Political News

Republicans' 2018 problem: Trumpism only works for Trump

Posted November 8, 2017 12:44 p.m. EST

— Ed Gillespie tried to use President Donald Trump's tricks: He sensationalized the dangers of sanctuary cities, he promised to defend Virginia's Confederate heritage and he attacked NFL players for kneeling during the National Anthem.

But as soon Gillespie lost the Virginia governor's race on Tuesday, Trump's allies in the Republican Party delivered their verdict.

Not Trumpy enough.

"Trying to be half-in, half-out with Donald Trump was never going to work," conservative radio host and Trump supporter Laura Ingraham said Tuesday night on Fox News. "If you dip your toe just in a little bit, you're going to turn out like Ed Gillespie did: political roadkill."

That's the box Republicans find themselves in: The base is demanding fealty to Trump. But suburban voters have soured on the President. And other candidates -- including Gillespie and Sen. Luther Strange, who lost an Alabama Republican Senate primary despite Trump's support -- can't pull off Trumpism without being Trump.

It's a Republican version of a problem that plagued Democrats for the last eight years: President Barack Obama's wins in 2008 and 2012 never transferred to other Democratic candidates who were wiped out in non-presidential elections in the Obama years.

Gillespie was annihilated in Virginia's suburbs, where voter turnout surged and Democrats ran up much higher margins of victory than usual because they saw the election as a chance to rebuke Trump -- which Gillespie's Trump-like ad strategy only reinforced.

The Democrats' suburban dominance led some swing-district Republicans to conclude that mimicking Trump was why Gillespie lost.

Republican Rep. Scott Taylor, who saw Northam carry his Norfolk-based district, said the Virginia race was a referendum on Trump.

"Some of the very divisive rhetoric really prompted and helped usher in a really high Democratic turnout in Virginia," Taylor said on CNN's "New Day."

"You can only drill down on the base so hard," said GOP Sen. Jeff Flake, who is retiring from his Arizona seat next year. "And we're seeing the limits of that."

However, other Republicans who more closely align themselves with Trump came to the exact opposite conclusion.

Rep. Dave Brat, who represents a suddenly competitive central Virginia district, told CNN that Gillespie "failed to nationalize the election" and only turned to Trump-style issues late in the race.
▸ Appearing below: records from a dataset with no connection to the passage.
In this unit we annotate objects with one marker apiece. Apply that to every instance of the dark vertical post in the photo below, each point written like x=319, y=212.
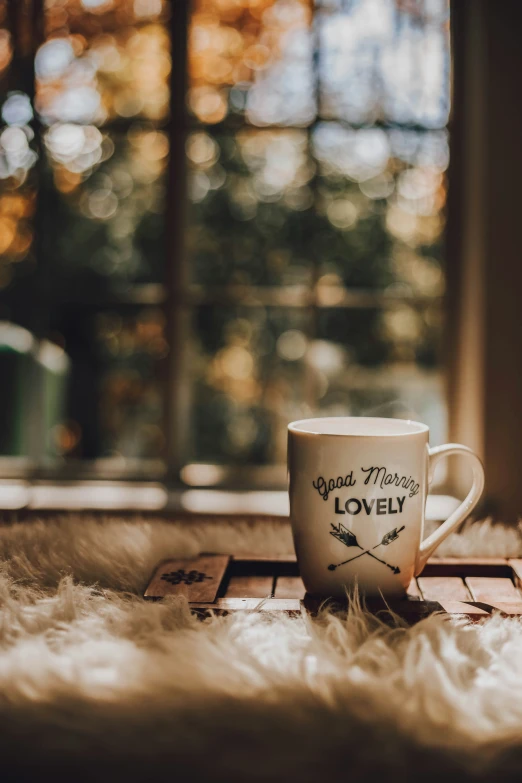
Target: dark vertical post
x=485, y=269
x=176, y=383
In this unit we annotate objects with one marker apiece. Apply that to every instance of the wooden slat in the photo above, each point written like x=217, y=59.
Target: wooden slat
x=469, y=610
x=509, y=608
x=250, y=587
x=198, y=579
x=489, y=589
x=270, y=605
x=410, y=611
x=443, y=588
x=289, y=587
x=290, y=558
x=469, y=566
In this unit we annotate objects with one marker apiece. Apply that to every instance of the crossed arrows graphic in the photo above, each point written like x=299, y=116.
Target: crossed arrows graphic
x=348, y=538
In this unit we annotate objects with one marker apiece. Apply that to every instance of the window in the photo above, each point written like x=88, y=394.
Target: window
x=310, y=275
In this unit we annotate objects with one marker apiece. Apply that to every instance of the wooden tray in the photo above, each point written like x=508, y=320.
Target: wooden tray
x=471, y=587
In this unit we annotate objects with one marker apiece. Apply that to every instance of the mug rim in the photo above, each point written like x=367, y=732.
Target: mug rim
x=405, y=427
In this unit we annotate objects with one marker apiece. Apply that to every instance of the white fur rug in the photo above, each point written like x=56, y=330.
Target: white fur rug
x=97, y=684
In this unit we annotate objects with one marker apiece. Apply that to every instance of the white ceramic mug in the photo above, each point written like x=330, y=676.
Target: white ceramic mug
x=358, y=490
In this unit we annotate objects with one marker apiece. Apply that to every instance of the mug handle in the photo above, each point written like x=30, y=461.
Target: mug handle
x=429, y=545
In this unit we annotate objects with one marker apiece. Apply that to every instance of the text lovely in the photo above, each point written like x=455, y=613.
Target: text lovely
x=354, y=506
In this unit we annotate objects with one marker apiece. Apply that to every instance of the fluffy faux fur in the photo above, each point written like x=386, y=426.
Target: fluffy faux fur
x=96, y=684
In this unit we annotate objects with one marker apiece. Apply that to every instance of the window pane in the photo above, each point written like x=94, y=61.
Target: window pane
x=381, y=60
x=103, y=60
x=250, y=205
x=115, y=404
x=252, y=60
x=18, y=181
x=104, y=198
x=380, y=362
x=249, y=379
x=381, y=196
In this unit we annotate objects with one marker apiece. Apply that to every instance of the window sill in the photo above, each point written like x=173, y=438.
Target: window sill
x=151, y=497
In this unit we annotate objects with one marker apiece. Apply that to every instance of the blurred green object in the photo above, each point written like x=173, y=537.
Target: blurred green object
x=33, y=383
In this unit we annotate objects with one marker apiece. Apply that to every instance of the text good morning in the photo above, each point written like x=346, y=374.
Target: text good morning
x=383, y=478
x=325, y=486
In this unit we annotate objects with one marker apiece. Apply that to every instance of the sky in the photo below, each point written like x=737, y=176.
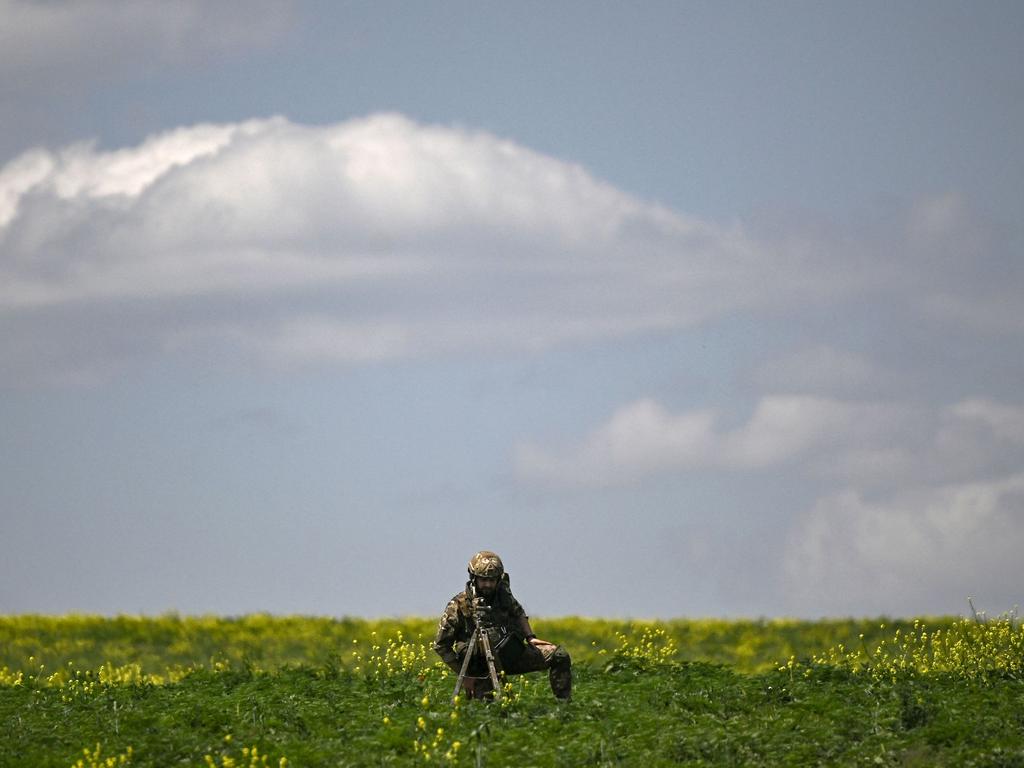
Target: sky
x=685, y=309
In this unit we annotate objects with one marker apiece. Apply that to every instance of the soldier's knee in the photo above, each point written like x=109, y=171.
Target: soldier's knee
x=560, y=657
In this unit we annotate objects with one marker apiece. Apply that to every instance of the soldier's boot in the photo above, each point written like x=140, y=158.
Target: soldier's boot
x=560, y=674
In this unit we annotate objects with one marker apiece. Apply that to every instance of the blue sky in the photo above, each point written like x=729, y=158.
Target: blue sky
x=691, y=309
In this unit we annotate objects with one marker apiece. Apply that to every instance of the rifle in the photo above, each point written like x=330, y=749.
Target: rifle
x=480, y=638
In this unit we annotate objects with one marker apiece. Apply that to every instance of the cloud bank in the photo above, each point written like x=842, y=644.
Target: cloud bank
x=370, y=240
x=926, y=501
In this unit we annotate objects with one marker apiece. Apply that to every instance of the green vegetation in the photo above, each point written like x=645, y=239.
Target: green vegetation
x=258, y=691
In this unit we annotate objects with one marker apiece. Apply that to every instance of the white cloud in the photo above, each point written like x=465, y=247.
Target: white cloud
x=395, y=238
x=908, y=552
x=643, y=438
x=381, y=238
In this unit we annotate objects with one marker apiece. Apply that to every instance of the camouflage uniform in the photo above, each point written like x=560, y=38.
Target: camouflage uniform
x=513, y=654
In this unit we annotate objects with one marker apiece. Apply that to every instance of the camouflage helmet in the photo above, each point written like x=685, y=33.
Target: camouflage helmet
x=485, y=564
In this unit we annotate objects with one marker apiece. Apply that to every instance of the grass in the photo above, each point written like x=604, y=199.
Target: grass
x=645, y=693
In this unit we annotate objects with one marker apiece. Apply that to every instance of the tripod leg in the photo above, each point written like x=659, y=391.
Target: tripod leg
x=485, y=642
x=465, y=665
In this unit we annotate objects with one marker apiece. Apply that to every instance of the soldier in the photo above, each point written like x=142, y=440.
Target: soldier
x=515, y=647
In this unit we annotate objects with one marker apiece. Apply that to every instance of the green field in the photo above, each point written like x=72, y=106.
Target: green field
x=298, y=691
He highlighted Gillespie's focus on MS-13 gangs and his defense of Confederate monuments as among the strongest points in his campaign.

"Two-thirds of Americans supported him on those issues, right?" Brat said.

Perhaps, other Republicans said, the problem was the absence of Trump himself.

Gillespie's television ads were all heavily infused with Trump messages. He used Northam's vote against a bill that would have banned sanctuary cities -- which don't actually exist in Virginia -- to portray his opponent as weak against MS-13 gangs. He attacked Northam for outgoing Gov. Terry McAuliffe's move to automatically restore the voting rights of felons who have served their time, and he promised to keep Confederate monuments in place -- two ads that progressives saw as racially tinged dog whistles.

But in the race's final days, his events were with more moderate Republican figures -- including Ohio Sen. Rob Portman, Florida Sen. Marco Rubio and New Mexico Gov. Susana Martinez.

Gillespie never campaigned with Trump -- which stuck out, because Trump visited his own golf course in Virginia 15 times between Gillespie's winning the GOP nomination and Tuesday's election.

"I do think there was a reluctance to see the President campaign in the state for him. The President could have added a lot as far as bringing out his supporters to help support Ed," White House legislative affairs director Marc Short said on MSNBC on Wednesday.

Trump made the same point himself on Twitter on election night.

"Ed Gillespie worked hard but did not embrace me or what I stand for," he tweeted.